Matti: Not every day you get to hit a spot at an elementary school and then move on across the road for another spot, which is an abandoned building full of used needles. And yeah, there was also a prison right next to the landing on that wallride spot.
Rumour has it you built yourself a ridiculously fast winch, tell me about it. Apparently it's so fast it broke Oskari's finger?
Oskari: Seitan is a true beast, it has to be the most powerful winch in the world for its purpose. I suffered a mallet finger because of a power spike the engine meant it gave out while holding the rope. The middle finger is almost straight now.
Aarni: It is a 480cc two-stroke engine with +70 horsepower
Kalle Leinonen - Cork 7 True Nose. Credit: Ville-Petteri Määttä / Nipwitz
On the subject of injuries, you guys hit some seriously gnarly spots. Were there lots of injuries in the making of the movie?
Oskari: We got surprisingly lucky with injuries. The injuries we had were pretty minor, although Matti did get a pretty nice hit to his head.
Matti: On the first season of filming Brain Massage I wanted to get a big gap to wallride shot on our trip to Estonia. The first day I twisted my knee a bit and the second day of trying I got close to landing it, but then I hit my head in the landing quite hard. I experienced a couple of hours of short term memory loss followed by three months of really disturbing headache, inability to turn my head properly and not being able to sleep on my side for that time.

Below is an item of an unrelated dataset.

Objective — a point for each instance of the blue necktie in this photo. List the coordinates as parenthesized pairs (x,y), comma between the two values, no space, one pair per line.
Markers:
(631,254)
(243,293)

Who generally takes the worst crashes? Is one of you that really annoying guy who always seems to get the shot in 3 tries and never gets hurt?
Matti: I guess I am the chip leader in the crash statistics. I either want to do new kinds of tricks or hit new kinds of spots, so it really is a matter of trial and error. But Kalle Leinonen usually nails everything at every spot he does. Actually, he has never left from his spot without the shot he wanted in the first place.
You're also known for being creative, both in your choices of tricks and spots, as well as post production. Where do you get you inspiration and how do you pick what spots to hit?
Oskari: My biggest influence must be some of the earliest Think Thank-movies like Patchwork Patterns and Thanks Brain! I like to pick a spot based on a trick I want to try on it. The visual aspects of the spot are as important and we cooperate with the filmers and skiers to get the most of a spot both trickwise and visually.
Aarni: I don't have to seek for inspiration outside of the Nipwitz crew that often. The ideas and visions live their own life. We realize the ideas with the help from the whole crew and my job is to make them look as good as possible.
The Crew. Photo: Ville-Petteri Määttä / Nipwitz
Without giving too much away, were there any shots you really wanted to get for the movie but for whatever reason, it didn't work out?
Oskari: There was multiple spots we would have liked to hit, but were unable to do so because of the shitty snow conditions in Scandinavia last season. But then again, we got to explore new places up north and that gave us some perspective and fresh ideas.
And what should people look forward to the most in the new movie?
Aarni: The movie follows the tried and tested Nipwitz style, but we have put more effort in it than any other project before.. ever.
Finally, when will the movie be released?
Matti: The world premiere of Brain Massage is 1st of November in Helsinki. We are releasing a limited a collector box, which includes DVD and Blu-Ray copies of the movie with extra materials from two seasons and all the episodes we have done. The collector box comes with a book with photos and stories from our two year journey and limited edition merino wool beanie made in collaboration with Sauna Beanies. The box can be pre-ordered from www.nipwitz.com and shipping starts in the beginning of November. There will be an online release at the end of this year or early 2015.